What general forms of knowledge are most important for people to have today? What fields of study have become irrelevant? Are there emerging areas of human inquiry that warrant greater (or even just some) inclusion in today’s institutions of higher education?
These are some of the questions asked by Robin Sloane, Matt Thompson, and Tim Carmody, the founders and contributors to Snarkmarket. They’ve collectively offered some new takes on what has increasingly been dismissed as an outdated concept–namely, a generalized “liberal arts” course of study in college or university–by crowd-sourcing answers to the question of what a “twenty-first century way of doing the liberal arts” would be. You can read some of the initial proposals here (scroll down to the comments).

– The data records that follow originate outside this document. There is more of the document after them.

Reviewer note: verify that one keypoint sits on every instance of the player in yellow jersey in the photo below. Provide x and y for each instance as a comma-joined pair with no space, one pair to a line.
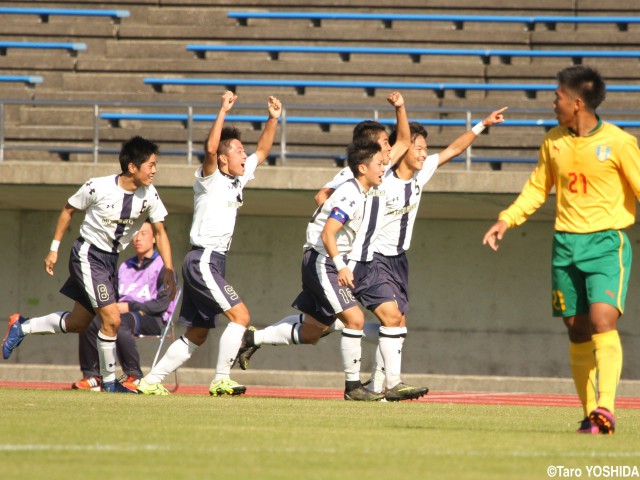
595,169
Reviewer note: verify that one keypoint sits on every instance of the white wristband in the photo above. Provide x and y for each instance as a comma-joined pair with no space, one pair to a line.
478,128
338,262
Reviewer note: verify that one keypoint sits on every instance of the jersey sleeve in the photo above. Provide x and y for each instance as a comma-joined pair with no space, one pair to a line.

Those ideas that made the cut have been compiled into a book, co-published with Revelator Press and titled New Liberal Arts, which aims to “expand and invigorate our notions of the liberal arts.” Course proposals include “Attention Economics,” “Inaccuracy,” “Journalism,” “Food,” “Myth and Magic,” and “Genderfuck.” The book was first published in print form but is now available as a free downloadable .pdf that can be distributed and “remixed” freely.
In the spirit of the product itself, here’s a free sample: a proposal for a course on “Brevity,” written by Gavin Craig:
140 characters is the new 30 seconds. 30 seconds is forever.
Anything important is worth saying quickly. By the time it has been said, it is already the past, and so the saying must become a moment of its own. Brevity is urgency and modesty at once. Attention is the scarcest resource. Millions are dying and we have only seconds.
The right word is worth a thousand words.
Brevity is representation and not description.
Show and don’t tell becomes a truth and not a cliché when video can be posted instantaneously. The message must place the reader in the moment, and since the moment is unavailable, the message must place the reader in the message.
(Not then, not later. There is no later.)
This is not the victory of form over content. The stakes are much higher than that.